Tuesday, January 25, 2011

How low can you go??

Hypoglycemia. Low. A diabetic's worst nightmare, no? The one thing parents of kiddos with diabetes fear most. At camp, its the one HUGE thing we attempt to avoid for the 6 days we have the rugrats. A new diabetic has heard horror stories, everyone (wrongfully) thinks this is why Julia Roberts (I KNOW...I mentioned her AGAIN) dies in Steel Magnolias...wrong. A good friend of mine will let a hypo event rob him of several hours of his life...he is overly dramatic about them (thank you, hormones) and then over treats (hello hyper!), and will bitch, moan and complain about the fear of dropping low again....until it happens....again. Makes me want to choke him. Why all the drama? Why all the fear? How many diabetics do you know, personally, that have kicked the bucket from a low? Now, its not unheard of, and those that have passed in this manner, its absolutely heartbreaking...but honestly, its not something I let ruin my day.....
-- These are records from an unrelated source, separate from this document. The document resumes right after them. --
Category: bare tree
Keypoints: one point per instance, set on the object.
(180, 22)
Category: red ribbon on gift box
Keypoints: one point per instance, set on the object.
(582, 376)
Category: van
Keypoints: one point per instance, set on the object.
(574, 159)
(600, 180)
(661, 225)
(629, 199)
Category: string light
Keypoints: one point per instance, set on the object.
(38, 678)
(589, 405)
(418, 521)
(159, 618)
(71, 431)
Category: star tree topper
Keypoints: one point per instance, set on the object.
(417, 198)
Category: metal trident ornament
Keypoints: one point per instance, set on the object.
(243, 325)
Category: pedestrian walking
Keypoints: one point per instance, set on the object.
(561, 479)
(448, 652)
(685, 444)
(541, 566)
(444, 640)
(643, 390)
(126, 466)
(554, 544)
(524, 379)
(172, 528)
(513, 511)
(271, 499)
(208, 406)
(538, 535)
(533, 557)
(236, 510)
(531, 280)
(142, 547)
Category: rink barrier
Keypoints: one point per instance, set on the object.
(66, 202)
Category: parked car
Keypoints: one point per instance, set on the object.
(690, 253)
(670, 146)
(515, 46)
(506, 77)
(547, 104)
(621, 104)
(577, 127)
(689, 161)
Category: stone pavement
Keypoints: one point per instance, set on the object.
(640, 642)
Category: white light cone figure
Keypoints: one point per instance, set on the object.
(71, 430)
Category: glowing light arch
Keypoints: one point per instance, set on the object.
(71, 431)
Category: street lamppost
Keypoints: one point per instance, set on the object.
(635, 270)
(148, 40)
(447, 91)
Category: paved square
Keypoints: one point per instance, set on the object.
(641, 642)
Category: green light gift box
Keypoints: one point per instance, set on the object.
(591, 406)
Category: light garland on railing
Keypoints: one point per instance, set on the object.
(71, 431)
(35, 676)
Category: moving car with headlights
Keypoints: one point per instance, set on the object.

That is, until this past Thursday. Had an appointment with my orthopedic surgeon...lunch, earlier that day, was a bistro and glass of wine for my BFF's b-day (SHOUT OUT TO THE NESTOR!! COLLLLLAAAAAA), and the partial loss of my voice due to viral laryngitis. Typical day, right? Well, as Dr G is getting my x-rays, I start to feel the quickening pulse and sweaty, light headed feeling that precipitates my lows. So, as a responsible diabetic, I grabbed the glucose tabs out of my purse (These are my FAVE, they taste like sweettarts, and are 1 gram of CHO each ), popped a few...and after a few minutes, the feelings began to dissipate. So, Dr G goes over my xrays, and as we are in the exam room, I began to feel like I was in a tunnel...started to see stars...and the next thing I knew...I awoke in his arms....super romantic, right??? NOT. I was low enough that I couldn't tell the nurse Dr. C's #...low enough that I couldn't speak at all...so I did the next best thing, I started crying!! Thankfully, I was OK, and in the same hospital professional building as the hubs, so he got down there...and proceeded to laugh at me. Yeah. A-hole. I believe the combo of being sick, the alcohol, my use of off label Metformin and not wearing my CGM all contributed to my dramatic lowness.

Its said that an average diabetic, diagnosed in childhood, will drop low between 5,000-15,000 times...in a lifetimes. Dude. Technically, a low is not considered a low until less than 70 mg/dL (3.8 mmol/L, eh?), and some freakkin docs don't consider it low until less than 60...jerkoffs. Something I always aim to explain to my patients is that symptoms can occur, not because of the number, but because of the fall. So lets say you drop from 140 down to 85, in less than an hour..that's at a rate greater than 1 mg/dL per minute...which is quick! Even just that plunge can trigger the symptoms of an actual low sugar. This is where continuous monitoring comes in handy. Having rate of change, predictive and low/high alarms is the only way some diabetics can function. I have been wearing my sensor since Thursday...and I have to tell you, it may be a pain in the ass, but the amount of data made available to me is mind blowing. The thought of bedside screens, displaying this data from another room, or a vehicle that won't start because it senses your sugar is too low, this is the wave of the future, guys!!! Diabetes has come so far, and its amazing to be a part of it all, but yet, we have so far to go. So lets just keep on keepin on, diabetic friends.

Love, Kelley

PS. To all of you Divabetics out there, please remember to always be prepared for a potential hypo. Make sure your Glucoagon Rx is current, that you have at least 15 grams of FAST acting (Not peanuts or Cheerios...you know who you are), this can be 4-6 oz of juice (I love toddler juice boxes for this reason!!), glucose tabs, Smarties, cake icing (Not the can, the tube...duh), and even a follow up snack can be a good idea...Thank you, Sam's & Costco, for your overly large boxes of granola bars!


  1. OK- How does Julia Roberts/Shelby die then? I always assumed it was a low. What the heck was it?

  2. This was immensely helpful for me to read. I didn't know that the low symptoms could happen because of the fall even if his blood sugar isn't horribly low.

    True confession (don't hate me): my immediate feeling when Matt runs low is to be pissed at him about it. It doesn't happen often (he's not a divabetic!) and I know it's irrational and wrong on so many levels - but, I feel incensed (at him) when he's low.

    Maybe you could do a post about finding some friggin' empathy when your one true love is having a medical moment. Don't get Doug's input on that one :)

    Hugs to you,

  3. Word. When I am dropping or just coming down from a mega high I always feel like I am low.
    I realllllllly want a cgm, more than strippers want tips.
    But I think my insurance thinks it's not really necessary and will pay like 2 bucks on it.